On apprend le latin et le grec pour lire Homère ou César. On apprend l’anglais pour lire Shakespeare, l’Italien pour lire Dante, l’Allemand pour lire Goethe. Ces apprentissages ouvrent sur le monde, mais n’ont rien à voir avec l’identité. Personne n’apprend le grec, le latin, l’anglais, l’italien ou l’allemand pour être « proche de sa culture », pour « transmettre quelque chose du territoire ». Mais où sont le Dante basque, le Cervantes provençal, le Shakespeare breton ? Si l’on apprend les langues régionales, ce n’est pas pour s’ouvrir au monde mais au contraire pour se refermer sur un collectif qui délimite par la langue son « dedans » et son « dehors ». C’est une question purement identitaire. L’engouement de nos classes intermédiaires – car on ne trouve pas un seul ouvrier, un seul employé parmi les témoins de l’article en question – pour les langues régionales, que ce soit les Ikastolas au Pays basque, les Diwan en Bretagne ou les Calandretas en Provence, illustrent la difficulté des « gens de nulle part » à se constituer une identité, autrement dit, une réponse à la question lancinante que l’humanité se pose depuis des millénaires : « qui suis-je, d’où viens-je ». Dès lors que l’identité française est dévalorisée et méprisée – et il suffit d’entendre le discours martelé par les médias pour s’en convaincre – au point que « La fourchette » voit un intérêt à devenir « The Fork », il faut se trouver une identité de substitution. Les « identités régionales » n’offrent que des avantages. Car contrairement à l’identité française, ce sont des identités « victimaires », qui vous permettent de vous situer du côté des opprimés, et donc valorisées. Bien plus facile d’avoir les mains propres quand on n’a pas de mains.

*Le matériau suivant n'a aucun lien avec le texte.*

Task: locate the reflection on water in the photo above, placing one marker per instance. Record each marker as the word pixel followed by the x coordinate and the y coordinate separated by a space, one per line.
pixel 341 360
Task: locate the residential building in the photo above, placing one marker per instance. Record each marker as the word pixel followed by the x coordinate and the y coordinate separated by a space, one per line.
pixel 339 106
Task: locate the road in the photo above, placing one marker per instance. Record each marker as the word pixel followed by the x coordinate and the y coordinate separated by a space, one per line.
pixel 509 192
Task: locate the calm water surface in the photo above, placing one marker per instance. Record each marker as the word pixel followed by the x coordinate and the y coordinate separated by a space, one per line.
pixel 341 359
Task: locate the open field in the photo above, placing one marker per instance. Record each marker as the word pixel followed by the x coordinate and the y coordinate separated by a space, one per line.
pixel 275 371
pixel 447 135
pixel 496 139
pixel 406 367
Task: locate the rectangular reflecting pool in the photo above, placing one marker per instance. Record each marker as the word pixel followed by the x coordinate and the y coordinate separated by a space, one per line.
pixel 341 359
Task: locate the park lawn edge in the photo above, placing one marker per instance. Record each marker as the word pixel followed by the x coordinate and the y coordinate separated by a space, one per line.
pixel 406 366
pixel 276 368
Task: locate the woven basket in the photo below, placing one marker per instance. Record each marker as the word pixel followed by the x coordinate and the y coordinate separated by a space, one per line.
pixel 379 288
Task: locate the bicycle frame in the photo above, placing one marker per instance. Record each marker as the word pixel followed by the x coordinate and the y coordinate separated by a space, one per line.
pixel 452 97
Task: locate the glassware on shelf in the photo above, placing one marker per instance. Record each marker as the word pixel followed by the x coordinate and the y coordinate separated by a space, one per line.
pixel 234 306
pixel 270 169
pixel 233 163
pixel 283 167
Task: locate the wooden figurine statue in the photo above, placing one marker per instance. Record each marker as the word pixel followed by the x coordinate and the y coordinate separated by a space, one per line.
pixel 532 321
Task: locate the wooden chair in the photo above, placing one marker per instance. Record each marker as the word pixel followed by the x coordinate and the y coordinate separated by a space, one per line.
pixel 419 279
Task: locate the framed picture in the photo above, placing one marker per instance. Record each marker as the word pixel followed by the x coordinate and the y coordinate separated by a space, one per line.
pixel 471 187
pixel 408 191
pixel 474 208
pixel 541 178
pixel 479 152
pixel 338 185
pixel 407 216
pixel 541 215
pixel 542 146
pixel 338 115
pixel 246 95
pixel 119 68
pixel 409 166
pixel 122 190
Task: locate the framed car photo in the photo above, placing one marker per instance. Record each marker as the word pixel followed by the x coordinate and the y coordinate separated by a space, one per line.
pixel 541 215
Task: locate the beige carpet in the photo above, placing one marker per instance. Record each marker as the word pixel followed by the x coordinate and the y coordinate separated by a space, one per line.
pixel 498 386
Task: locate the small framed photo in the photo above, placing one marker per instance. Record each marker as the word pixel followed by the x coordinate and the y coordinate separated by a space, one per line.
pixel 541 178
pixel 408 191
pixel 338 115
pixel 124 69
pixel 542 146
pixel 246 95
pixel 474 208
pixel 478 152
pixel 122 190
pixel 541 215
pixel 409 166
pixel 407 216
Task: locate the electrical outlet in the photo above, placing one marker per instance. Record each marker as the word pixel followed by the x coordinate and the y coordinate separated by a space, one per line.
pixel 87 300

Cette question identitaire traverse notre société. Car ce qui peut être dit de l’identité culturelle peut aussi être dit de l’identité sexuelle ou civile. Il fut un temps où le sexe était donné par la biologie, et le nom était transmis par vos parents. Ce n’est plus le cas : la catégorie des « non binaires » apparait de plus en plus dans les enquêtes et les formulaires, et fera certainement son apparition à un moment où un autre dans le droit. Déjà une circulaire de l’éducation nationale permet aux enfants qui se déclareraient d’un « genre » différent de leur sexe biologique d’être reconnus et de se faire appeler par un prénom correspond à leur « genre » et choisi librement par eux (2). De plus en plus vous avez le choix de votre nom – celui de votre mère, de votre père, d’une combinaison des deux. D’ailleurs, la CEDH a décidé que le nom d’une personne fait partie de la sphère personnelle (CEDH, 6 juillet 2017, Affaire A.P., Garçon et Nicot c. France), ce qui suppose qu’il puisse être changé par la volonté de la personne. Et certains vont plus loin. Ainsi, Jean-Luc Mélenchon propose d’inscrire dans la Constitution – rien de moins ne saurait suffire – le « droit de choisir son genre ». Autrement dit, on est en train de renverser une idée née avec la Révolution, celle qui veut que notre statut public soit lié à des éléments objectifs, et non à nos croyances ou nos opinions. Pour la première fois depuis bien longtemps, on inscrirait dans nos documents non pas ce que les personnes sont objectivement, mais ce qu’elles pensent être.
Pourquoi tant de trouble avec les identités ? Parce que l’identité est l’angle mort de l’idéologie libérale-libertaire. Pour le dire très schématiquement, l’identité c’est ce qu’on ne choisit pas. C’est un héritage qui nous est imposé par le processus de transmission dans notre famille, dans notre pays, dans notre culture. Marx écrivait que « les hommes font leur propre histoire, mais ils ne la font pas arbitrairement, dans les conditions choisies par eux, mais dans des conditions directement données et héritées du passé ». Or, l’idéologie libérale-libertaire se refuse à admettre que quelque chose puisse échapper à la toute-puissance de l’individu. L’idée même que l’être humain soit le produit non pas de sa propre volonté, mais d’une histoire sur laquelle il n’a aucun contrôle hérisse les partisans de cette idéologie. Il faut donc en finir avec les identités et leur substituer des pseudo-identités qu’on peut se fabriquer à volonté.